I’m not sure if your comment is meant to defend the practices of the companies I’m referring to - maybe you work at one of these spam houses, I won’t judge - but frankly, I don’t care what the definition of CAN-SPAM is. Clearly everyone thinks they CAN-SPAM me and I’ve never heard of anyone actually being fined under any anti-spam law except at the highest, most absurdly industrial volumes of spam.
If my email is public because it’s in a Git commit or a Gravatar or even an intentionally public “email” field in my profile, that is not consent to send me unsolicited, automated messages followed by a multi-day campaign of emails guilt-tripping me for not responding to the first one. Maybe they have an unsubscribe link at the bottom. I don’t know, because I don’t open unsolicited emails that may contain malicious zero-days targeting my device. But if they do include the unsubscribe link, it doesn’t make me think any better of them and it doesn’t absolve them of any moral wrong-doing.
If you’re a founder or employee of a company that revolves around sending automated emails to non-customers, just be aware that your target market is a group of self-anointed “hustlers” who send unsolicited email messages to people who slowly grow to rightfully despise them. If your “marketing database” is a scraped list of emails, you should delete it and shut down the company. In the future, consider using your skills to work on problems that have a positive impact on the world.
In most of my professional career (B2B), we didn't use any scraped data in our marketing system. We relied strictly on opt-in forms or in-person event data (some gray areas existed here).
However, you've unwittingly touched on one of the philosophical divisions that exist in most organizations between Marketing and Sales: Sales departments in general have a much more "liberal" idea of who is email-able. The idea being, "what's the rule against me just emailing someone about something"?
Well, you give a mouse a cookie and before you know it Sales has an entire email automation system to themselves. So if you look at an expensive sales tool like Outreach or Salesloft and ask, "what's the difference between this and a normal email automation tool" the answer is a lot of money and a lot of looking the other way.
So to give you a window into the politics of a GTM organization, most companies keep kind of a curtain of plausible deniability between their "inbound"/optin-based marketing and their outbound sales systems.
This is something legislation could fix. Harvesting emails for spamming from GitHub commits is not much different from taking parked cars for a joyride: they might be in the open, but not for you.

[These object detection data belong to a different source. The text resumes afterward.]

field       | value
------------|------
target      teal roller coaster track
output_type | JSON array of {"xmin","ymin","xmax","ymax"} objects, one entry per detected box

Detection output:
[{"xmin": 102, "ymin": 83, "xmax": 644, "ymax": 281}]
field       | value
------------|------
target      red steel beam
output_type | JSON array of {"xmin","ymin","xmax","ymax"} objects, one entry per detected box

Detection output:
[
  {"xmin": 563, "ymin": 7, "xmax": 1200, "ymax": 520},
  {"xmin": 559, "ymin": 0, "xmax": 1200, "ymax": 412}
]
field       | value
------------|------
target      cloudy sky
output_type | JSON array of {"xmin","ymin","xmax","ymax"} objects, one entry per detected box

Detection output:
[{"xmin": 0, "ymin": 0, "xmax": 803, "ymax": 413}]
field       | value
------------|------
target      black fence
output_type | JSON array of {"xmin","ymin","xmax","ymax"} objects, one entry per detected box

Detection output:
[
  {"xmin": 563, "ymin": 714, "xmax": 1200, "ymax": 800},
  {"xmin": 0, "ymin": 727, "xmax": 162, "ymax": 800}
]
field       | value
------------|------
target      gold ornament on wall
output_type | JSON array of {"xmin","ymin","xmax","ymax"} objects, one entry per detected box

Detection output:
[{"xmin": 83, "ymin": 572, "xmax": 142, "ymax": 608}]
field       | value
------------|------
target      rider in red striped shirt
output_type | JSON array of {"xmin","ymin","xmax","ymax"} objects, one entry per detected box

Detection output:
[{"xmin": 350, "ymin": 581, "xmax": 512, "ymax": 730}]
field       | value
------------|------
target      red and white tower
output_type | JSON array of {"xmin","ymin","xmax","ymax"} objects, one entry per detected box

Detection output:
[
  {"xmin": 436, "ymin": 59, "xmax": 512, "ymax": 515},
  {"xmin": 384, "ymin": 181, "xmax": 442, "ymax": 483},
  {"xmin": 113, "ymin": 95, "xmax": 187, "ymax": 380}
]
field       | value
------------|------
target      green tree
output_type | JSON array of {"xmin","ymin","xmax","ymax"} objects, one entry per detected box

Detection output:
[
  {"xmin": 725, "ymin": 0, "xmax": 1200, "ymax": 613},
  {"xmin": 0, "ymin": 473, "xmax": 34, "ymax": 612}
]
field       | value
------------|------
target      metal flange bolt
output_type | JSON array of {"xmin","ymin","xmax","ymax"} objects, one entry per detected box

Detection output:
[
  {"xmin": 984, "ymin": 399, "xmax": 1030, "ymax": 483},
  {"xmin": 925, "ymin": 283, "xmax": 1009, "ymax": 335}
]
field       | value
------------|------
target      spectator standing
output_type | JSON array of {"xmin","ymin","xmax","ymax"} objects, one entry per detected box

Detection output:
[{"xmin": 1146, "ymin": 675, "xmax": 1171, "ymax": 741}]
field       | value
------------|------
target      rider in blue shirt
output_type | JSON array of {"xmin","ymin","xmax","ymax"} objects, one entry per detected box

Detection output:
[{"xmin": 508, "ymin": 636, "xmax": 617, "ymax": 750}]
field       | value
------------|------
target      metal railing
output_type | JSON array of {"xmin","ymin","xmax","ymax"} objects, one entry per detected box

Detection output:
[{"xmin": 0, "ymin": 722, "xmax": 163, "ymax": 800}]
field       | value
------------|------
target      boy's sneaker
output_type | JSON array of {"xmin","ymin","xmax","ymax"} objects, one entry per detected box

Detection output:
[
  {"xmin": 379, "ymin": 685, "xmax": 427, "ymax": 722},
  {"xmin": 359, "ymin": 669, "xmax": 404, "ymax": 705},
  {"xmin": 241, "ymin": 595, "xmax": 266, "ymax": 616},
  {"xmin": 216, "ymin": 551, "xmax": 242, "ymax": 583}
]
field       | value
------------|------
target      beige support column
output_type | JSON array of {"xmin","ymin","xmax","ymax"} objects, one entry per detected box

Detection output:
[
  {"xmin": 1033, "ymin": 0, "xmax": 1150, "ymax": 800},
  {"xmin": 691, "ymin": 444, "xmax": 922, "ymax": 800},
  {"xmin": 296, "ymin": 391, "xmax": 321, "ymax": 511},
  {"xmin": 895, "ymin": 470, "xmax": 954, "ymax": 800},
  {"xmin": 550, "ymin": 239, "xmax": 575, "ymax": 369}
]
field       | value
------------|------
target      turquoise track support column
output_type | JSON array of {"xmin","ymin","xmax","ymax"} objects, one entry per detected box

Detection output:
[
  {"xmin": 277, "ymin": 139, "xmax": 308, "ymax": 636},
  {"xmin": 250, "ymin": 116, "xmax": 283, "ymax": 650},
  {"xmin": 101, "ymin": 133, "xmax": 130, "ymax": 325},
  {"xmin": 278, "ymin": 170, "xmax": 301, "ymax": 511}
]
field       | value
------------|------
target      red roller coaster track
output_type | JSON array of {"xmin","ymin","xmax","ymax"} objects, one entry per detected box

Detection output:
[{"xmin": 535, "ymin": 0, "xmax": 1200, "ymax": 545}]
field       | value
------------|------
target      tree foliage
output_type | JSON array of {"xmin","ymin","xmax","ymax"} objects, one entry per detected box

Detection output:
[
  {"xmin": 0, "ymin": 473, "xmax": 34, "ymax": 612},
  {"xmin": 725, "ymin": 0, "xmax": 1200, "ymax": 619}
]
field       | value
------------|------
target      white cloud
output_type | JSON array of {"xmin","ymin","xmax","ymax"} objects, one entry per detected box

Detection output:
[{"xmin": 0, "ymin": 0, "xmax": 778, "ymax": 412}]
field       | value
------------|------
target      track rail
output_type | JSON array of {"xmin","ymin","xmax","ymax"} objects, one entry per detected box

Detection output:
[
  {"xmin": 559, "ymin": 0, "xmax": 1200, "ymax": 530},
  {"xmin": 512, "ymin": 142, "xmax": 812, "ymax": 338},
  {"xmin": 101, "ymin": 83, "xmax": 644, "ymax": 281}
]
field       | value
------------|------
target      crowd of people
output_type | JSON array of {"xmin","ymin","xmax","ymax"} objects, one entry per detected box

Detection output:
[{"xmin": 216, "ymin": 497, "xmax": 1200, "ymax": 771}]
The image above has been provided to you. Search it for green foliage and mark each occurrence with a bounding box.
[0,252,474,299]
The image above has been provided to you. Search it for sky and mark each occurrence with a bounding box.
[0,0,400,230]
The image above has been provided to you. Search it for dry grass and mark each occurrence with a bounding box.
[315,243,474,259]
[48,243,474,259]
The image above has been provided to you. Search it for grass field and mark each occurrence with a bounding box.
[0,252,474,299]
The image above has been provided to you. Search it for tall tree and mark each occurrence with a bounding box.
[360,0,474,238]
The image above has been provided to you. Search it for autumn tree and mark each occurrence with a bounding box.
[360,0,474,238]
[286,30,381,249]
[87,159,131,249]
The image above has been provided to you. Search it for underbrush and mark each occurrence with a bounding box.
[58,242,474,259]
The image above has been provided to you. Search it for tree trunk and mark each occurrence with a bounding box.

I assume the CAN-SPAM Act is a law in whatever country you're in. But as a member of the "email industry" in a different country, no, that's not how we define spam.
There's not a big difference between skirting the rules of CAN-SPAM with annoying junk emails and email list sales to whoever will pay and violating it outright. There's a pretty clear line between useful work and scummy opportunism which is crossed constantly by "legitimate" email marketing.
List purchases are a whole thing in the industry. It's actually a big line to cross. But it's far from a universal behavior that organizations deal in.
So I will say I have witnessed some amount of "grey market" lists (Tech Target, Experts Exchange, etc). But in my professional opinion, all these seem to do is generate garbage leads and unsubscribes.
That said, the real guilty spammers are the companies doing it under the flag of a sales tool. RIP your email if you put it in a git commit.